Apparently I didn't. Within the week I was venturing out for sustenance, but still looking for liquid wellness. I took my sister, Wendy, to Pot de Pho, the new Vietnamese noodle house from chef Khai Duong of Ghirardelli Square's elegant and excellent Ana Mandara. When we entered the corner restaurant, previously home to many spots including Straits Cafe and Spanish Fly, my sister gasped a little and said it didn't look like any pho house she'd ever been in. We'd spent the ride out along Geary reminiscing about pho we'd shared in Los Angeles, Seattle, and the Bay Area, in divey, fluorescent-lit places with Formica tables and quick turnover. (By the by, when I say "fuh," as pho is pronounced, people look at me funny and I feel pretentious; but when I say "pho," somebody inevitably looks at me kindly and says "That's fuh!")

Pot de Pho is a beautiful, sophisticated restaurant, with warm, subtle, low lighting. It's a place where you want to linger. We sat at a dark polished-wood table on dark high-back leather chairs, and unfolded cream-colored napkins. I smiled when I saw the legend "Eat for health, taste for life" atop the one-page printed menu: That's what I was hoping for.

Most pho houses offer dozens of combinations for the meat garnishes of the basic broth with rice noodles, but Pot de Pho has only five: rare steak, well-done beef shank, rare steak and well-done shank, chicken, and vegan, each available in medium or large. No tendon? No tripe? My sister was surprised — so was I — but we went for the beef combination, pho tai chin.

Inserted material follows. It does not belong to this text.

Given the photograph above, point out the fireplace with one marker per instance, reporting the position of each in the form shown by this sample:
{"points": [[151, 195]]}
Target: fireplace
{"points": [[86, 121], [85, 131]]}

There are also five rice plates, three salads, three rolls, and one dessert. So, in addition to the pho, we order cari vit (curried duck), and goi du du tom thit (green papaya salad). The salad came first: a plate heaped with julienned crunchy green papaya, slivered pork, sliced pink prawns, and crunchy bits of peanuts in a hot and spicy vinaigrette. Stellar.

The pho came in a big steamy bowl full of fat house-made noodles, bean sprouts, and sliced meat, with a side plate bearing onion slices, a big slice of lemon, sprigs of Thai basil, another chopped herb we didn't recognize, and some slivered red chile, with a tiny yin-yang dish holding dark hoisin sauce and bright-red Sriracha-esque hot sauce. A pretty green spouted container held soy sauce. "I prefer it when the bean sprouts come on the side," Wendy said. "They stay crisper." I had to agree. And we both prefer lime to lemon for our pho.

We were told that the second green was "cool cilantro," a new one on us. The pho was just fine. But when you only offer five varieties, and announce on the menu that Chef Duong has spent a lifetime eating and researching pho throughout the world, simmering his broth for many hours with Wasami Kobe-style beef bone and alkalinized water (another new one on me), I expected to be blown away.

I was definitely not blown away by the dish described as "curried duck and lemongrass-marinated duck leg." It was a lone leg with a too-firm texture that didn't taste of lemongrass, just the curry sauce it came in. The best things about the dish were the crisp green beans and succulent lumps of eggplant, which went better with the sauce than the duck.